O caso do meu filho Luís, que motiva esta petição, expõe uma injustiça de 6 anos por uma relação de apenas 3 meses: absolvido em 1.ª instância após análise de áudios e mensagens de inocência, foi depois condenado na Relação sem nova produção de prova direta, violando o Artigo 32.º da Constituição.
O processo aguarda hoje decisão no Tribunal Constitucional, onde o Juiz Relator solicitou em fevereiro de 2026 elementos adicionais para avaliar esta violência judicial.
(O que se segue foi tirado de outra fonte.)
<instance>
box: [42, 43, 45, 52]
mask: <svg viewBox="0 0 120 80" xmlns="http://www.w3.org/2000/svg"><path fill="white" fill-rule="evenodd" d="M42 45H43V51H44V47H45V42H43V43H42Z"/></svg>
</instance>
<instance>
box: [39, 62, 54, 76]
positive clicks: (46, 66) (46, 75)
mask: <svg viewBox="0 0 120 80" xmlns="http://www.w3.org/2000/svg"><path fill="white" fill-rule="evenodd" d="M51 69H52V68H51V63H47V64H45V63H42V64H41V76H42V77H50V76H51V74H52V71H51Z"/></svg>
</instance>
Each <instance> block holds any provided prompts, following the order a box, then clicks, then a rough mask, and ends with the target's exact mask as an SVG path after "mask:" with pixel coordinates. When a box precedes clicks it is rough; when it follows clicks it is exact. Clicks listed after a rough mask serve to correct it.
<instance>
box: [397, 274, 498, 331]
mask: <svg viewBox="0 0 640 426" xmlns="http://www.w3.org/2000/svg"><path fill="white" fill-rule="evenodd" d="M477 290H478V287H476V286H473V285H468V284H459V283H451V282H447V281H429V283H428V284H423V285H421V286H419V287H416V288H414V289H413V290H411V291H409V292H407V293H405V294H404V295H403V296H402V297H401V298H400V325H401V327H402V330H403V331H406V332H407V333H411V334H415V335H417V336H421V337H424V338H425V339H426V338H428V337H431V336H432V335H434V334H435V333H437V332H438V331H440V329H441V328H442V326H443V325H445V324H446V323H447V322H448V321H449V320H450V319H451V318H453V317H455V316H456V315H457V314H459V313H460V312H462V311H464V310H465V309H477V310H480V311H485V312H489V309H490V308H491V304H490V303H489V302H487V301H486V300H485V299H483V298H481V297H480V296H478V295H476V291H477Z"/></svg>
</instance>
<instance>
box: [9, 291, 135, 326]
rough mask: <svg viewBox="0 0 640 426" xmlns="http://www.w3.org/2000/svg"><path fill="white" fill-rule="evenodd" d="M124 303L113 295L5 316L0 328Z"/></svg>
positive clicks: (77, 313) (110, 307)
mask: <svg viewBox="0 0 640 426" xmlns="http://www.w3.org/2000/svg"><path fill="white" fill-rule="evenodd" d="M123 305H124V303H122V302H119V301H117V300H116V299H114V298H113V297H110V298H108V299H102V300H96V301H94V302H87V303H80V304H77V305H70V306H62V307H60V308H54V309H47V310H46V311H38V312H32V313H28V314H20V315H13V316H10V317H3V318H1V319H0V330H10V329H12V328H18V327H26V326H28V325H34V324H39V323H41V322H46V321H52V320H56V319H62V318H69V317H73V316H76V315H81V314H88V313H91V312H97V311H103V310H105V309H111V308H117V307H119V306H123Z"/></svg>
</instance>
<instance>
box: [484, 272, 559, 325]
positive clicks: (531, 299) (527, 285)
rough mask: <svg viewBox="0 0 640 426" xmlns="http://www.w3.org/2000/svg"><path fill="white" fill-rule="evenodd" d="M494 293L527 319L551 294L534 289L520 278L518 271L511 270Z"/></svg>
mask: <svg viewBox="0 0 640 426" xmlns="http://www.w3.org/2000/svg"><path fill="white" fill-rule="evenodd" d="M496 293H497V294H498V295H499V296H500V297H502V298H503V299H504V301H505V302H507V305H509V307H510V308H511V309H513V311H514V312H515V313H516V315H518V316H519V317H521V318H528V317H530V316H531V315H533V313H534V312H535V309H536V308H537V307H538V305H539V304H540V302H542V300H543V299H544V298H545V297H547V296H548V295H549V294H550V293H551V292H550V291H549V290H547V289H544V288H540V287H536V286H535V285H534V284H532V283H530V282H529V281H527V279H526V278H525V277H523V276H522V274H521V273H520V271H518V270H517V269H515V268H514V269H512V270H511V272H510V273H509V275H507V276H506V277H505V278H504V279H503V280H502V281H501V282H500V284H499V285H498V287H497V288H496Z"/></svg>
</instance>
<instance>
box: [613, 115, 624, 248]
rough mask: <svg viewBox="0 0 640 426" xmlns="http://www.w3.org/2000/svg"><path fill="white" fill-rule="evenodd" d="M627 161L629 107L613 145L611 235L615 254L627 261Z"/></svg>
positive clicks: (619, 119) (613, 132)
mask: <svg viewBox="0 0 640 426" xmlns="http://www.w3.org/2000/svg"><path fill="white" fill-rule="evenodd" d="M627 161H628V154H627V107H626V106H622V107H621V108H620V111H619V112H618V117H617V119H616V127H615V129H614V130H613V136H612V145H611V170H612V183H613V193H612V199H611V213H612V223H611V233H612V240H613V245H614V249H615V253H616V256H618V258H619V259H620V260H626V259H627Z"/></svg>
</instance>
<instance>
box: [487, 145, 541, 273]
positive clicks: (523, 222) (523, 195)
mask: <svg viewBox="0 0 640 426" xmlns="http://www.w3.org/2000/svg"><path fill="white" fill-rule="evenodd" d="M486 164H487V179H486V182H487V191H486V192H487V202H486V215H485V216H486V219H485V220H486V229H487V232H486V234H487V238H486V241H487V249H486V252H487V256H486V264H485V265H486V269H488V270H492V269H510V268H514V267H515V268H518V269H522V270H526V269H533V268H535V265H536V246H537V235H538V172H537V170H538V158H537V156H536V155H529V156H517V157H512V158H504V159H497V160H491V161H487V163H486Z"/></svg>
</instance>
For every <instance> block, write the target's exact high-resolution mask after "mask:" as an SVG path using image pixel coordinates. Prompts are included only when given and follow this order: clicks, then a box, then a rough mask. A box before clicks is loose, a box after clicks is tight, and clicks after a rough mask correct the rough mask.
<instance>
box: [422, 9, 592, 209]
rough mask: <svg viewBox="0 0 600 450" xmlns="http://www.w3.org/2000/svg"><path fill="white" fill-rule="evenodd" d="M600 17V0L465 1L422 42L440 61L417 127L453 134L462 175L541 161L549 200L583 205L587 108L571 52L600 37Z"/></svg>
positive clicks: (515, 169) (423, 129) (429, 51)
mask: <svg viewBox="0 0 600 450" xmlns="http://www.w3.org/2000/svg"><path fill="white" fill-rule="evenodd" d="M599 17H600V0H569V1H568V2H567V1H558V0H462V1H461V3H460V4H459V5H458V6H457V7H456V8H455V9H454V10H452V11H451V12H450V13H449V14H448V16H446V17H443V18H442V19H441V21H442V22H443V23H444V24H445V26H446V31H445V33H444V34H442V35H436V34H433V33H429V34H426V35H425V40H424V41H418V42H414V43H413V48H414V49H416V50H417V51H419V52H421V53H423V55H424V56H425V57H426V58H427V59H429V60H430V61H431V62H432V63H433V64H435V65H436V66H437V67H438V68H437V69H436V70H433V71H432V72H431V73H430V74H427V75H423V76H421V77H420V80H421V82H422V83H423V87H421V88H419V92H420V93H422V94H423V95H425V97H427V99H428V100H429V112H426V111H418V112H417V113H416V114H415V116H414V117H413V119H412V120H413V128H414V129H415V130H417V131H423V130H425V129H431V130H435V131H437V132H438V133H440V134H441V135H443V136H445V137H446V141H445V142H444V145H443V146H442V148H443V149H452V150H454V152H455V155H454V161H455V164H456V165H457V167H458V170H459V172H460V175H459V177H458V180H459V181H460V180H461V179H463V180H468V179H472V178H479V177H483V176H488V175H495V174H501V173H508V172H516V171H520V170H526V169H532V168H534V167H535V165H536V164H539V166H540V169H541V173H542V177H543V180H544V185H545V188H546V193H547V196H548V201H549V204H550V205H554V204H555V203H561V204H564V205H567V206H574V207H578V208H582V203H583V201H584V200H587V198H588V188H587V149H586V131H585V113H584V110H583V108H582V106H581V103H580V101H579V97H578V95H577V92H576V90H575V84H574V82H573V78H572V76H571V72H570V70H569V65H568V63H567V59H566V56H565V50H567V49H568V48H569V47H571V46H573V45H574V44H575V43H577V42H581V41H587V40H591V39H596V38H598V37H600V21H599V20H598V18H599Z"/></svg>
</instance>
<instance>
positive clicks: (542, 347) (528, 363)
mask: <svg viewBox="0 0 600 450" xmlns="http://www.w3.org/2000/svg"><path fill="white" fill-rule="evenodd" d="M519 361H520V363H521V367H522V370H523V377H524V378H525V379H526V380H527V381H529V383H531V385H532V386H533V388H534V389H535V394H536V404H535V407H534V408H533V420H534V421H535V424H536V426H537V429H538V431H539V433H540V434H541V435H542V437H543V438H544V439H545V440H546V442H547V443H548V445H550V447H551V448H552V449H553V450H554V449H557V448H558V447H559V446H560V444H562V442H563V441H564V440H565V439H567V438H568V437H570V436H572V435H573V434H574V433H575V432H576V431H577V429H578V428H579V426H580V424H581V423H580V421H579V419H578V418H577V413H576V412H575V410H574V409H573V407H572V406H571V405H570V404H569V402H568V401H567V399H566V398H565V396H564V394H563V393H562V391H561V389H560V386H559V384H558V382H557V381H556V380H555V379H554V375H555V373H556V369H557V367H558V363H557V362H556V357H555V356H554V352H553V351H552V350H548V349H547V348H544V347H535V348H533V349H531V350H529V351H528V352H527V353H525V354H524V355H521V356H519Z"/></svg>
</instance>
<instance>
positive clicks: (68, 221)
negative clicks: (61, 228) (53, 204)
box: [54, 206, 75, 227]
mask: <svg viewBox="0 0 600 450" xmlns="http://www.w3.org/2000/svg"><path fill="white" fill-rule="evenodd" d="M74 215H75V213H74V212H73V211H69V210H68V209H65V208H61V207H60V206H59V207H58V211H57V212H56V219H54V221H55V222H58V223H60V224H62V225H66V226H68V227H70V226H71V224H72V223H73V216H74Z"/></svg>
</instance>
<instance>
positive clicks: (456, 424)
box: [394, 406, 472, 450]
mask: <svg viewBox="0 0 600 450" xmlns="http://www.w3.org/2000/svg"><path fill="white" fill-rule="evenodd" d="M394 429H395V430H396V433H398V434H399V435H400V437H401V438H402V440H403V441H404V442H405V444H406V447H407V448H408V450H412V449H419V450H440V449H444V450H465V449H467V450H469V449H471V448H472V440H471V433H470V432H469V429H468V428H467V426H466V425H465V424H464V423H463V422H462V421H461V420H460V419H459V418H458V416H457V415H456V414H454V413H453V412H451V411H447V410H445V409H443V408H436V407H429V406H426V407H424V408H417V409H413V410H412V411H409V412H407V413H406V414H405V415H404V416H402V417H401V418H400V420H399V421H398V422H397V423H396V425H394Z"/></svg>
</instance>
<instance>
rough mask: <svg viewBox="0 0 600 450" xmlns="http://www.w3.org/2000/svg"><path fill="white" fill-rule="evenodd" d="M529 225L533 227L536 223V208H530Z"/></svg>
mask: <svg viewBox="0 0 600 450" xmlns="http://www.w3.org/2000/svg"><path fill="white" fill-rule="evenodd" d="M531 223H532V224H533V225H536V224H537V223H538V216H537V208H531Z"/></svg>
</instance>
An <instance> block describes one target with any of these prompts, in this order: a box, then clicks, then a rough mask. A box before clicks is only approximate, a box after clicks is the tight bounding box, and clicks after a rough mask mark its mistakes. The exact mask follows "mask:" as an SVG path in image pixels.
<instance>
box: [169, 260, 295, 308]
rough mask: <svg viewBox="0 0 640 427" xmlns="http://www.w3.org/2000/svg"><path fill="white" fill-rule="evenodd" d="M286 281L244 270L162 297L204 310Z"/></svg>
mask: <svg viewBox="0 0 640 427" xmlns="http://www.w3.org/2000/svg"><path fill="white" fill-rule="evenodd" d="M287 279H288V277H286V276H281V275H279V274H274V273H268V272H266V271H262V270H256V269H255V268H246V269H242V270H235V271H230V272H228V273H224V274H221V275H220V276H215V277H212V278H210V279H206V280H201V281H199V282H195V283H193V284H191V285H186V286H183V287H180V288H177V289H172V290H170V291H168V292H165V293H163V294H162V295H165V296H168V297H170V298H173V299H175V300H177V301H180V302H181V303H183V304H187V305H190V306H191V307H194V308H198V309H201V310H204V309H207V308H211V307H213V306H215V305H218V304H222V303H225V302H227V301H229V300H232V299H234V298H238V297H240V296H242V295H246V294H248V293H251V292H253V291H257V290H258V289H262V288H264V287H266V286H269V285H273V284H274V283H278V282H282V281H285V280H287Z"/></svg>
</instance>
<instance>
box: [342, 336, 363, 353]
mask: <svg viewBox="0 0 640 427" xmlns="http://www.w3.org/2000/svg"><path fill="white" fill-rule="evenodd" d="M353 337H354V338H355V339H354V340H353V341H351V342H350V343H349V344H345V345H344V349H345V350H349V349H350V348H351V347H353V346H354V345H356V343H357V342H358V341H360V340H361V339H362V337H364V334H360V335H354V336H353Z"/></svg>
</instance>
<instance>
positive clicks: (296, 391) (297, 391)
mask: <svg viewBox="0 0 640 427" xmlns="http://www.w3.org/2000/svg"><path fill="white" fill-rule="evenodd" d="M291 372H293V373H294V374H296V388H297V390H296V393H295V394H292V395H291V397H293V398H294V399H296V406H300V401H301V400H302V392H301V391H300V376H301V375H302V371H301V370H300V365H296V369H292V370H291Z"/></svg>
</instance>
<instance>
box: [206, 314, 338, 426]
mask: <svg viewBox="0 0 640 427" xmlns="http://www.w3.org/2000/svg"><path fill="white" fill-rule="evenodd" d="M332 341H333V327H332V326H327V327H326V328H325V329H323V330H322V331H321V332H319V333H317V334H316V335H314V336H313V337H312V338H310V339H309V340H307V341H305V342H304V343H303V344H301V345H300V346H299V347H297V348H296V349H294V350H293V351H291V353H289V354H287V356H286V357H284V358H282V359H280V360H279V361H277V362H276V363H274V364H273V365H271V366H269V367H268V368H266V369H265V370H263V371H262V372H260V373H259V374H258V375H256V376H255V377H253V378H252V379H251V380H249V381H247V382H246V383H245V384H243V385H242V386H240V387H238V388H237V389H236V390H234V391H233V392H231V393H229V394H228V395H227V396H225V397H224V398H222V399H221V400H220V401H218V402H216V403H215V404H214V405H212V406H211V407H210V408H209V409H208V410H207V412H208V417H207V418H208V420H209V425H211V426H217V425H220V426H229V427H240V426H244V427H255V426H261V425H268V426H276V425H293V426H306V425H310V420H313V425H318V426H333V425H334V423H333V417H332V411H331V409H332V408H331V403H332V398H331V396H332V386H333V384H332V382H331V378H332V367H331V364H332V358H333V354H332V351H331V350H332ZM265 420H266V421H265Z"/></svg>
Solicitamos à Assembleia da República a alteração legislativa para:
Impedir a Reversão de Absolvições sem Nova Audiência: A Relação não pode condenar quem foi absolvido sem repetir a audição de testemunhas.
Punição da Denúncia Caluniosa (Art. 365.º CP): Investigação obrigatória quando provas digitais (áudios/mensagens) desmintam a acusação.
Responsabilização por Defesa Inexistente: Garantir que o direito à defesa não seja meramente figurativo.
Pela Justiça real e pela dignidade das famílias.